There are so many things about you that I miss, and these are just a few of them.
I miss your always following me around and sitting right next to me, making sure you were touching me when you sat down.
I miss how good you smelled every time you had a bath or came home from your groomings.
I miss giving you a treat every time you had your dinner, or just wanted some Cheerios.
I miss your sitting and spinning for a treat or just raising your paw for a treat.
I miss you running down the foyer and getting your toys every time we would throw them and you'd bring it back.
I miss brushing you everyday and cleaning your eyes and putting cologne on you.
I miss buying all your treats and Pedigree at Petco.
I miss calling Pet Edge and ordering your piddle pads.
I miss tapping on the floor like we did when you were a puppy and you would run around and play constantly.
I miss how excited you would get when Pa, Lisa, Joe or John would get home.
I miss your little beds, pillows, blankies and your favorite toy Tweety.
I miss seeing you sit and chew a greenie, or a booda.

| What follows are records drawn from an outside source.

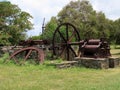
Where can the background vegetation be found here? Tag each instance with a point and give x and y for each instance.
(13, 23)
(47, 77)
(90, 24)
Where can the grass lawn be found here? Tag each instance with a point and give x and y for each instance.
(47, 77)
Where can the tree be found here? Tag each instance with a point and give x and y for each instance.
(14, 23)
(91, 24)
(117, 31)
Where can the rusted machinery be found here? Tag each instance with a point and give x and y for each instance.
(30, 50)
(95, 48)
(67, 44)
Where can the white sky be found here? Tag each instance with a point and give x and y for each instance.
(48, 8)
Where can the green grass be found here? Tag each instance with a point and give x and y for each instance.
(43, 77)
(47, 77)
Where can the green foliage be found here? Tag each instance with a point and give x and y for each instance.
(13, 23)
(91, 24)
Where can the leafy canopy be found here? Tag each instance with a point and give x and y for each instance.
(13, 23)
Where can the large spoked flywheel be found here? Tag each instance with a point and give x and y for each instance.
(64, 39)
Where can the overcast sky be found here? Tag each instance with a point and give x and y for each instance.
(48, 8)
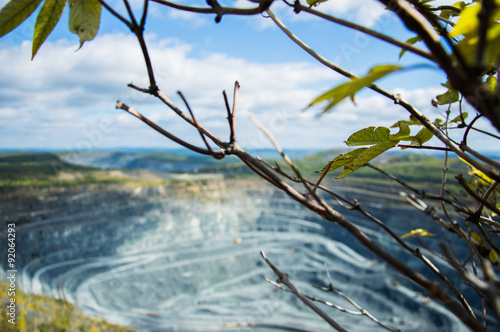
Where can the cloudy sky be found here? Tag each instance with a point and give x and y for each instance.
(65, 98)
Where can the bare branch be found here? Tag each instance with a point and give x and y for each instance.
(120, 105)
(219, 10)
(198, 127)
(396, 98)
(404, 45)
(362, 311)
(283, 279)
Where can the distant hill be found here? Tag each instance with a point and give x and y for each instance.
(178, 161)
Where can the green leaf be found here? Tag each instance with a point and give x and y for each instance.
(365, 156)
(446, 13)
(412, 122)
(446, 98)
(492, 82)
(412, 41)
(45, 22)
(460, 118)
(468, 21)
(369, 136)
(14, 13)
(315, 2)
(418, 232)
(84, 18)
(423, 136)
(339, 93)
(341, 160)
(493, 256)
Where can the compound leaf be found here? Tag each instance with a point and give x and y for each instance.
(14, 13)
(423, 136)
(341, 160)
(418, 232)
(84, 18)
(45, 22)
(365, 156)
(369, 136)
(349, 89)
(446, 98)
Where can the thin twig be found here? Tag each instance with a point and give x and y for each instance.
(404, 45)
(220, 11)
(120, 105)
(283, 279)
(396, 98)
(197, 125)
(362, 311)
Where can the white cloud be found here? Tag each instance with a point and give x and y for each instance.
(67, 94)
(65, 99)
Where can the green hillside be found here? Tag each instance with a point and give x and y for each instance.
(405, 165)
(36, 313)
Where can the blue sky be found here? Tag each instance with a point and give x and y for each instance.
(65, 98)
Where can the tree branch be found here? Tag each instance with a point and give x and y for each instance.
(283, 279)
(404, 45)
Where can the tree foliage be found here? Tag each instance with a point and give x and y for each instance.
(463, 40)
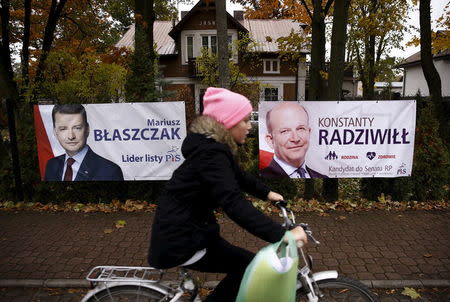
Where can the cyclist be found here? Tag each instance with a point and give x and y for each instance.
(185, 231)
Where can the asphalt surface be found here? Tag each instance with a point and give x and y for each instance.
(386, 250)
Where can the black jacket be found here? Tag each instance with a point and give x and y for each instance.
(274, 170)
(208, 179)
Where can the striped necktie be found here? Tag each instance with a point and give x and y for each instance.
(69, 173)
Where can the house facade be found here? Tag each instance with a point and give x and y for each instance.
(414, 80)
(180, 44)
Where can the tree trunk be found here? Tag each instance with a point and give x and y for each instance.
(140, 85)
(429, 70)
(330, 189)
(317, 53)
(338, 41)
(49, 35)
(25, 55)
(316, 82)
(222, 43)
(8, 87)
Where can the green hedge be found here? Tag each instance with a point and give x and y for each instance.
(429, 180)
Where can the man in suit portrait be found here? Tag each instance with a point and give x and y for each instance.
(288, 134)
(79, 162)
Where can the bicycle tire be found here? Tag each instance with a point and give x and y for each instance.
(341, 289)
(127, 293)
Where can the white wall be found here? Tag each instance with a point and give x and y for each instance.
(415, 80)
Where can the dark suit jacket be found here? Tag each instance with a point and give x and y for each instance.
(274, 170)
(94, 167)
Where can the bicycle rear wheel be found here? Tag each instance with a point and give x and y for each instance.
(127, 293)
(341, 289)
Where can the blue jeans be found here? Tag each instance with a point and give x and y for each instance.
(223, 257)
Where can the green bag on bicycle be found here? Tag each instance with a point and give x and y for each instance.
(272, 274)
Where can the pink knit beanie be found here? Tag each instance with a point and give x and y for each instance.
(226, 107)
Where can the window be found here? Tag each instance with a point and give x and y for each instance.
(190, 47)
(270, 94)
(271, 66)
(210, 42)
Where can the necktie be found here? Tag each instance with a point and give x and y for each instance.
(302, 172)
(69, 173)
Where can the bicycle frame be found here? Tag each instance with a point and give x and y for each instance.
(106, 277)
(306, 279)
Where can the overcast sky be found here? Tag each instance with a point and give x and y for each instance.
(437, 7)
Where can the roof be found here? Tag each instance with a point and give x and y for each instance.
(415, 58)
(258, 29)
(198, 7)
(261, 29)
(165, 44)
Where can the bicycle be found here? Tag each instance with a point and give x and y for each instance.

I miss seeing you sit directly next to the computer chair always having to be totally on top of it., or next to Annies chair in the computer room.

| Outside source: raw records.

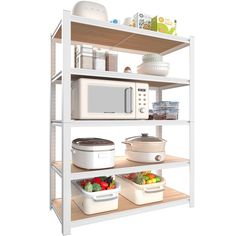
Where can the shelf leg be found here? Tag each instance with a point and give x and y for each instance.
(159, 128)
(66, 182)
(52, 128)
(66, 129)
(191, 126)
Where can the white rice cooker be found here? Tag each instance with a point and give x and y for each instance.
(93, 153)
(145, 148)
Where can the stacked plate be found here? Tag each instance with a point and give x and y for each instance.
(153, 65)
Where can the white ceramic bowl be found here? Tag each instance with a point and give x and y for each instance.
(152, 58)
(161, 69)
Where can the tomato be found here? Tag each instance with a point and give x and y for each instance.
(104, 184)
(111, 187)
(151, 176)
(83, 183)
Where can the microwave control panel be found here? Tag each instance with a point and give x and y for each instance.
(142, 92)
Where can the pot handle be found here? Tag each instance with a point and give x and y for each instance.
(107, 197)
(154, 190)
(127, 143)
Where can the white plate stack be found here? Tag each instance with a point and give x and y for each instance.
(153, 65)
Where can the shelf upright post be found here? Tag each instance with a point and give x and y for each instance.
(52, 127)
(191, 116)
(159, 128)
(66, 129)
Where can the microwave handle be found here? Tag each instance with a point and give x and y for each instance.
(128, 100)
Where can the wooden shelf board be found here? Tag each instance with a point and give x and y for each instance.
(122, 166)
(118, 37)
(153, 80)
(170, 195)
(111, 123)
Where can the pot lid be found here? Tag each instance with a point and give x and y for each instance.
(145, 138)
(91, 142)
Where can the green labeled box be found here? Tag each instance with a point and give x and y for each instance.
(163, 25)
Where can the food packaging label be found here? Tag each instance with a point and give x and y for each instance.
(163, 25)
(142, 21)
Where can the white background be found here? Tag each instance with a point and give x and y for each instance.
(24, 51)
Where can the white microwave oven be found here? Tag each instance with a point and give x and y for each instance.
(106, 99)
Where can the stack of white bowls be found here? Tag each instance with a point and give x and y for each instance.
(153, 65)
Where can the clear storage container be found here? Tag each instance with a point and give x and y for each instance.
(166, 114)
(95, 202)
(141, 194)
(165, 110)
(165, 104)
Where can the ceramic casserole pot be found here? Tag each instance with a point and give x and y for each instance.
(145, 144)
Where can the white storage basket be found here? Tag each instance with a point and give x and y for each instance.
(95, 202)
(141, 194)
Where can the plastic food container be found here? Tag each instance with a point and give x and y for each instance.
(95, 202)
(165, 104)
(90, 10)
(165, 110)
(166, 114)
(141, 194)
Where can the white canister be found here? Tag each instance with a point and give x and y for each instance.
(99, 59)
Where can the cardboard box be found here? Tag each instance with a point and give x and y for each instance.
(163, 25)
(142, 21)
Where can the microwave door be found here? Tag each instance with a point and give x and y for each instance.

I miss seeing you sit directly at the foot of Johnny's bed next to his big black soft back pillow.
I miss how at Christmas time you would get loads of presents and try to take the paper off the gifts.
I miss seeing you sit next to Pa in the rocking chair always being his constant friend.

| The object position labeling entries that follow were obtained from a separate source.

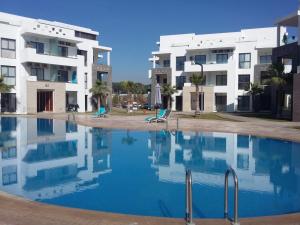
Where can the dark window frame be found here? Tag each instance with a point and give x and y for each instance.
(166, 63)
(7, 75)
(221, 58)
(180, 60)
(243, 61)
(243, 107)
(201, 59)
(34, 72)
(265, 59)
(221, 80)
(8, 46)
(243, 85)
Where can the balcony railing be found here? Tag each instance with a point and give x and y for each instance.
(190, 66)
(50, 53)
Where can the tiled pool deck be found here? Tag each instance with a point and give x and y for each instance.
(16, 211)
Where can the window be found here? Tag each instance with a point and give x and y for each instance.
(38, 46)
(9, 153)
(265, 59)
(245, 61)
(180, 80)
(243, 141)
(264, 77)
(71, 127)
(85, 80)
(84, 53)
(222, 58)
(221, 102)
(158, 79)
(180, 63)
(9, 175)
(221, 80)
(38, 72)
(243, 161)
(8, 124)
(63, 51)
(8, 48)
(85, 35)
(102, 76)
(62, 75)
(9, 74)
(244, 82)
(44, 127)
(166, 63)
(200, 59)
(244, 103)
(287, 102)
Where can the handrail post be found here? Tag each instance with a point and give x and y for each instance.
(236, 190)
(189, 198)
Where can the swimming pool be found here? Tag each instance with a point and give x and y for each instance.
(143, 172)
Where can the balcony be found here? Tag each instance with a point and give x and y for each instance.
(30, 55)
(161, 70)
(288, 52)
(102, 68)
(211, 66)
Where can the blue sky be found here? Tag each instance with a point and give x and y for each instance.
(132, 27)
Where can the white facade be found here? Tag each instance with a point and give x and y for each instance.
(50, 56)
(222, 53)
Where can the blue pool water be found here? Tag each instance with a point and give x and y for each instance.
(143, 172)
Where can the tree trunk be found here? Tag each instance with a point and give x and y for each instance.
(197, 100)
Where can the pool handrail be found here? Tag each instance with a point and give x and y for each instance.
(236, 199)
(188, 198)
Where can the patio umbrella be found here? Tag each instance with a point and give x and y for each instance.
(157, 99)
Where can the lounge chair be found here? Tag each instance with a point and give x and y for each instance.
(164, 117)
(101, 112)
(161, 113)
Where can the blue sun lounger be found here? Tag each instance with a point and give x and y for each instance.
(101, 112)
(161, 114)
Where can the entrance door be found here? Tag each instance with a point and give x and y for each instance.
(85, 102)
(8, 102)
(221, 102)
(178, 103)
(201, 101)
(44, 101)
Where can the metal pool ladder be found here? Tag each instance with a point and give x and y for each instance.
(188, 198)
(236, 198)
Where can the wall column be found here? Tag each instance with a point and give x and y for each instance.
(108, 58)
(296, 98)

I miss holding you and feeling how soft and lovable you were always to everyone.
I miss making you turkey meatloaf, and watching you eat the whole dish.
I miss your presence in my life, and even after 40 days of your being gone I still think I have to clean your pad, or watch where I step, because you blended with all the rugs in the kitchen.
I miss your unconditional love you gave to each and everyone of us.
I miss you and will love you forever, your memory will always be with me.